Get the FREE Ultimate OpenClaw Setup Guide →

MARM-Systems

Turn AI into a persistent, memory-powered collaborator. Universal MCP Server (supports HTTP, STDIO, and WebSocket) enabling cross-platform AI memory, multi-agent coordination, and context sharing. Built with MARM protocol for structured reasoning that evolves with your work.

Installation
Run this command in your terminal to add the MCP server to Claude Code.
Run in terminal:
Command
claude mcp add --transport stdio lyellr88-marm-systems python marm-mcp-server \
  --env PYTHONUNBUFFERED="1"

How to use

MARM MCP Server provides a persistent memory layer that sits underneath AI agents, enabling long-term recall, session continuity, and structured memory across multiple tools. The server can operate over HTTP (for external clients) or via STDIO (for integration with local pipelines and agent processes). With the MARM MCP setup, you can connect various AI clients (e.g., Claude, Gemini, Qwen) through an MCP transport and leverage universal memory, notebooks, and semantic search to recall decisions, configurations, code, and rationale across sessions and tools. The Quick Start demonstrates both Docker and Python-based HTTP/STDIO usage, including commands to join the memory layer to an AI transport for cross-agent memory sharing and seamless recall across agents. The server exposes 18 MCP tools, which provide complete MCP coverage for common memory and session-management tasks, enabling unified memory across different AI clients.

To use it, install the server via Python (pip) or Docker, start the server, and then add an MCP transport (for example, with claude mcp add --transport http marm-memory http://localhost:8001/mcp). This establishes a memory-backed context that your agents can query and update, ensuring persistent context even across restarts. When using HTTP, you can point clients to http://localhost:8001/mcp to leverage semantic search, structured sessions, and cross-agent recall; via STDIO, you integrate memory memory directly into local AI workflows with the stdio transport and provided Python path to the server.

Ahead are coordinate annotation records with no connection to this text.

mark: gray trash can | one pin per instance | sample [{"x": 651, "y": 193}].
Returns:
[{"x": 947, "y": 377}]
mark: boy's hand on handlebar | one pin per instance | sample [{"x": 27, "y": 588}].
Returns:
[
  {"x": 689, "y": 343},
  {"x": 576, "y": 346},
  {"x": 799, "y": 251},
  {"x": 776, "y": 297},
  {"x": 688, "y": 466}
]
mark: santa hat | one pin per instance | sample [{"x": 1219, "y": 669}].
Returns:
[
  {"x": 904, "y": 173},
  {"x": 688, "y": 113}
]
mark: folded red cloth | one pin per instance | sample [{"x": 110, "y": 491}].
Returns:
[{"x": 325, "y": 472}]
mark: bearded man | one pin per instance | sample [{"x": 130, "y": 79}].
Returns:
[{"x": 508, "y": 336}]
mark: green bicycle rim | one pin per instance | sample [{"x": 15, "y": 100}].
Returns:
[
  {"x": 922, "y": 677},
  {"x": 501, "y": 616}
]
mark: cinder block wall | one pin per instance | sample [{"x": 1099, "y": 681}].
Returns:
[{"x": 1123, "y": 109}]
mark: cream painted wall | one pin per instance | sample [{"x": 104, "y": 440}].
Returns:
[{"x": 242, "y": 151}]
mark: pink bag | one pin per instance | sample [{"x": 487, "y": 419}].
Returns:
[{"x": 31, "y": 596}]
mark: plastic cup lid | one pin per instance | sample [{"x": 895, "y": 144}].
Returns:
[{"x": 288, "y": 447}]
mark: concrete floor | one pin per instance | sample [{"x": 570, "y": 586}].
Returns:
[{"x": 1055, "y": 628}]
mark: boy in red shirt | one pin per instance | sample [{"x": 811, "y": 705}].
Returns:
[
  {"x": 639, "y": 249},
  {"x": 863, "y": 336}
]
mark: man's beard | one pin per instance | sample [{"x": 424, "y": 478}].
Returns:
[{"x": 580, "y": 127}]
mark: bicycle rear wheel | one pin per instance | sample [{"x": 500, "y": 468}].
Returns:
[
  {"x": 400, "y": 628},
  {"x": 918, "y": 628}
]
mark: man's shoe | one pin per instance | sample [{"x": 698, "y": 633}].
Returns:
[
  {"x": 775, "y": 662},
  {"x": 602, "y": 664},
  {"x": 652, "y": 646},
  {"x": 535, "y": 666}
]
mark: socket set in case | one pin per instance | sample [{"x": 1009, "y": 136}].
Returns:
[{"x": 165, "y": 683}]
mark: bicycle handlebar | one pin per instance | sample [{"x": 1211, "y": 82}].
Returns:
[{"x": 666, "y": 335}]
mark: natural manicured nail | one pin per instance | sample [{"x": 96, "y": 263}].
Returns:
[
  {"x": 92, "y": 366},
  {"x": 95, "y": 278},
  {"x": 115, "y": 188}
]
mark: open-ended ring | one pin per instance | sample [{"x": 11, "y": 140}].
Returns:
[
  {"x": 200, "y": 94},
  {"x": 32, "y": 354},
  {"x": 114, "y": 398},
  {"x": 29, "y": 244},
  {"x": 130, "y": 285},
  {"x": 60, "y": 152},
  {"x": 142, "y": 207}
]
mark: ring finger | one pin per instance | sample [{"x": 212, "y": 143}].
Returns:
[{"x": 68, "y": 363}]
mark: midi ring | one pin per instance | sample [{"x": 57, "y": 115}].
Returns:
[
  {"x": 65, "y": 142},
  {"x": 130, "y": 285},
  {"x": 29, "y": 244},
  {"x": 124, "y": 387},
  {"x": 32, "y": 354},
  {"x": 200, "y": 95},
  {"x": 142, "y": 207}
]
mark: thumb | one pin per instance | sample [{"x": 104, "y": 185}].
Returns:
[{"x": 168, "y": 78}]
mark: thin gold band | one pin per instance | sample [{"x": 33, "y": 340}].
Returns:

Overall, MARM MCP acts as a universal, persistent memory backbone for diverse AI clients, enabling cross-tool recall, unified session logs, and reusable notebooks so agents can remember, reference, and build on prior work together.

How to install

Prerequisites:

  • Python 3.10+ installed on your system
  • pip available in your PATH
  • Optional: Docker if you prefer containerized deployment

Install (HTTP/Local Python) with pip:

  1. Install the server package: pip install marm-mcp-server==2.2.6
  2. Install dependencies: pip install -r marm-mcp-server/requirements.txt
  3. Run the MCP server: python marm-mcp-server
  4. Connect an MCP transport (example with Claude): claude mcp add --transport http marm-memory http://localhost:8001/mcp

Install (STDIO) if you plan to use the stdio transport:

  1. Install the server package: pip install marm-mcp-server==2.2.6
  2. Install stdio dependencies: pip install -r marm-mcp-server/requirements_stdio.txt
  3. Run the stdio server (example; replace with your platform and script path): <platform> mcp add --transport stdio marm-memory-stdio python "your/file/path/to/marm-mcp-server/server_stdio.py"

Docker (alternative):

  1. Pull the image: docker pull lyellr88/marm-mcp-server:latest
  2. Run the container (port mapping and volume as needed): docker run -d --name marm-mcp-server -p 8001:8001 -v ~/.marm:/home/marm/.marm lyellr88/marm-mcp-server:latest
  3. Connect clients to the HTTP endpoint: claude mcp add --transport http marm-memory http://localhost:8001/mcp

Additional notes

Tips and common considerations:

  • Version: This setup references marm-mcp-server==2.2.6; ensure client integrations match compatible MCP protocol versions.
  • HTTP vs STDIO: Use HTTP for cross-process or networked clients; use STDIO for local pipelines and embedded workflows.
  • Persistence: Memory data persists across sessions and restarts. Ensure your data directory (e.g., ~/.marm) is writable and backed up as needed.
  • Docker usage: When using Docker, ensure proper volume mapping for memory data and health/readiness checks to keep the MCP server stable.
  • Environment variables: PYTHONUNBUFFERED=1 helps with real-time logs; add other vars if you have specific hosting or security requirements.
  • Health checks: Consider adding readinessProbe/health endpoints in front of the MCP server when deploying in orchestrated environments.
  • MCP Tools: The server exposes 18 MCP Tools covering memory creation, recall, classification, and cross-session organization; consult MARM-HANDBOOK for a detailed tool reference.